Dos percalços pelo caminho
Há cerca de 25 anos, o modesto Penafiel de Portugal, hoje na Segunda Divisão, subia um franzino lateral-direito da base. Apesar da pouca técnica ou qualidade ofensiva, o jovem compensava com bastante intensidade, disposição e disciplina tática.
Não precisa ser um palmeirense fanático para saber que estamos falando de Abel Ferreira. Como jogador, Abel nunca foi unanimidade. Se transferiu para o Braga e teve talvez o ponto alto de sua carreira no Sporting, mas sem muito destaque.
Ascenção meteórica como treinador
Uma grave lesão no joelho nos seus tempos de Sporting fez Abel encerrar sua carreira como jogador aos 34 anos. Mas ao invés de se afastar dos gramados, ali começava sua verdadeira jornada. No mesmo ano assumiu a equipe de Juniores do Sporting, sendo campeão Português. Foi promovido para ser treinador da Equipe B do time e repetiu o sucesso, chamando a atenção do lendário técnico português Leonardo Jardim.

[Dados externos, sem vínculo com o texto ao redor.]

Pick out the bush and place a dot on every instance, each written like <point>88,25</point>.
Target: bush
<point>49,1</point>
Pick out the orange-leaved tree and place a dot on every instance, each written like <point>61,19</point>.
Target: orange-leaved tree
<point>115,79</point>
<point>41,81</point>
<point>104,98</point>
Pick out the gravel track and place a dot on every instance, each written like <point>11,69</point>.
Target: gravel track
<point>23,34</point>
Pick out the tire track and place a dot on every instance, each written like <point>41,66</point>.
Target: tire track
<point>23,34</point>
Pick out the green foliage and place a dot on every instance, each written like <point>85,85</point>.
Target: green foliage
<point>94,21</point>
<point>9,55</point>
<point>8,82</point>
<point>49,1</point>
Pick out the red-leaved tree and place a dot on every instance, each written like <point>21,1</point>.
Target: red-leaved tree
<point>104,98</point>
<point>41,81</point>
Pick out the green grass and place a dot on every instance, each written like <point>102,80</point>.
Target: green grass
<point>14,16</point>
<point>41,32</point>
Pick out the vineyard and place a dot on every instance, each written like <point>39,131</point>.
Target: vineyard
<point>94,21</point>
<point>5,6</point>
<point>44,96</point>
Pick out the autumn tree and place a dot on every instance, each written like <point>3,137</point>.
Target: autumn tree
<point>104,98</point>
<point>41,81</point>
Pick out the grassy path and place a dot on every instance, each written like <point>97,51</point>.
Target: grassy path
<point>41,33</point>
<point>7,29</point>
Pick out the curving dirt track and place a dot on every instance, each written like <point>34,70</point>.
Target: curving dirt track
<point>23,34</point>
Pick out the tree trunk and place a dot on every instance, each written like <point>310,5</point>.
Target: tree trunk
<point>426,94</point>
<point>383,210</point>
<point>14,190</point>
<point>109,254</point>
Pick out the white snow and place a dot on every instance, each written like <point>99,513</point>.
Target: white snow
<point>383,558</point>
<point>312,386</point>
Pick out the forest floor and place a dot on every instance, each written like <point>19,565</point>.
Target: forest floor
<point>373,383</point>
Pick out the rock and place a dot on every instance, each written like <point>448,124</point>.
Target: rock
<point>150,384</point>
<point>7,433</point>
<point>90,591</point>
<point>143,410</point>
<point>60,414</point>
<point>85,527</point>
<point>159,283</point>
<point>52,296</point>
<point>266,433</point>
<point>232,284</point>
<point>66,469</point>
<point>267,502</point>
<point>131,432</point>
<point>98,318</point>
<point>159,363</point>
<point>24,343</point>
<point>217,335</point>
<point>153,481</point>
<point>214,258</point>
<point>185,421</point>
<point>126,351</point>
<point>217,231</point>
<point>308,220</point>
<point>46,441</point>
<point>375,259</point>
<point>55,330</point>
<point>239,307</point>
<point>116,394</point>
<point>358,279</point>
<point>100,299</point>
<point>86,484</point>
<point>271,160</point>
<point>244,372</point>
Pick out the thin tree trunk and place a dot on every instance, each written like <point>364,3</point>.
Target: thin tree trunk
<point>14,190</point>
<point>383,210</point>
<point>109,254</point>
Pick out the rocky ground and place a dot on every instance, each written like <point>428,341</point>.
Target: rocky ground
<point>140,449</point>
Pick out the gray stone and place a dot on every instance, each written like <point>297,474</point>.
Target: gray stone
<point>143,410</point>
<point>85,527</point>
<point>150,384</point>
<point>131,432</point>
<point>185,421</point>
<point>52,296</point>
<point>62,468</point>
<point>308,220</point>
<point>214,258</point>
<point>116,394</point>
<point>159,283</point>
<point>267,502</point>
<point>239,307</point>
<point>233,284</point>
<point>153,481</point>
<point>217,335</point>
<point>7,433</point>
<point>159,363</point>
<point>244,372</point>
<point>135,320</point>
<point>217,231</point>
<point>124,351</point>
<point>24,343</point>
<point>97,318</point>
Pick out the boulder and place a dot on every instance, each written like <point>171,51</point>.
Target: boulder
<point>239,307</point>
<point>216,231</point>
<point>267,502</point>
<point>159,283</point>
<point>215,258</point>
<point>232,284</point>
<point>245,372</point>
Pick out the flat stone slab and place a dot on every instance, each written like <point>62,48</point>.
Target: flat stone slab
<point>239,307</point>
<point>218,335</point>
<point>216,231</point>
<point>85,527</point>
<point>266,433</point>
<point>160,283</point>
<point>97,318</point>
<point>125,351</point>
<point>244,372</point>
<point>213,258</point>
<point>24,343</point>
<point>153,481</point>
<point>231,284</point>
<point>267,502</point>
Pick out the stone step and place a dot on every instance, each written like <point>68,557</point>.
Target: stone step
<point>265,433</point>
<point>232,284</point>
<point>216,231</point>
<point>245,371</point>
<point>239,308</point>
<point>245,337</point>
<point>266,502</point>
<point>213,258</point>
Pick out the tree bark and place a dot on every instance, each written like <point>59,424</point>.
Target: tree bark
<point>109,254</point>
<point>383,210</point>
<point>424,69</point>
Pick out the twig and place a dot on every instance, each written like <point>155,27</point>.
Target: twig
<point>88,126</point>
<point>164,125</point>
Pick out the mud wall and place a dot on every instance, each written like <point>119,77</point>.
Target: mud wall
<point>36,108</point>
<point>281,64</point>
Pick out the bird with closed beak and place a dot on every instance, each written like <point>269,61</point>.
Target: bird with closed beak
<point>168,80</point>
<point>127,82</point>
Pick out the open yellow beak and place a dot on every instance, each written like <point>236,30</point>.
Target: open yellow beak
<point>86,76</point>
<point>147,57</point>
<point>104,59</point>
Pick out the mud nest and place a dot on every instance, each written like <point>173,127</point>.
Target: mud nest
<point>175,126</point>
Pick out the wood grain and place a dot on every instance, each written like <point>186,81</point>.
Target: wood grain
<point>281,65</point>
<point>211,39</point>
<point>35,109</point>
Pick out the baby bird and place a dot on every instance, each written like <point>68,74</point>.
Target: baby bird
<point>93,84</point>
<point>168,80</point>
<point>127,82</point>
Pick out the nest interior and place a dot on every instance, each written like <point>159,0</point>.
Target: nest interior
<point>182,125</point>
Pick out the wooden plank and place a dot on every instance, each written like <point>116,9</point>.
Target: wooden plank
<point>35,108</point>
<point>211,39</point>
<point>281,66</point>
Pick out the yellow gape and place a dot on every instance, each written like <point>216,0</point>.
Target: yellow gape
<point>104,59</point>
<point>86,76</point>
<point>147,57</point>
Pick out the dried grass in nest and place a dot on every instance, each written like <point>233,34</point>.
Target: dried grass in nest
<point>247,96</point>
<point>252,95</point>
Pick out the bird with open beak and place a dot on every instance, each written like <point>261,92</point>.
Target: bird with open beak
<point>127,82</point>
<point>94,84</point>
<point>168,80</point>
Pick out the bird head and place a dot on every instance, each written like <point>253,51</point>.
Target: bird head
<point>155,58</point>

Abel ainda passou pela Equipe B do Braga, promovido depois para o time principal, até ter seu primeiro trabalho reconhecido: após bater o recorde de melhor campanha da história do Braga, o tradicional PAOK, da Grécia, pagou 3,5 milhões de Euros para contar com o treinador.
O Dia das Bruxas. Mas para os rivais do Palmeiras.
30 de Outubro de 2020. O Palmeiras recém havia demitido Vanderlei Luxamburgo e visava um técnico novo, em todos os sentidos. A diretoria buscava um treinador moderno, adaptado ao futebol atual e, prefencialmente, estrangeiro. O nome da vez era um só: Miguel Angél Ramirez. O treinador havia encantado a América do Sul com o seu Independiente del Valle e era o alvo número um do do Palmeiras. Sua recusa se tornou inclusive motivo de piada dos rivais.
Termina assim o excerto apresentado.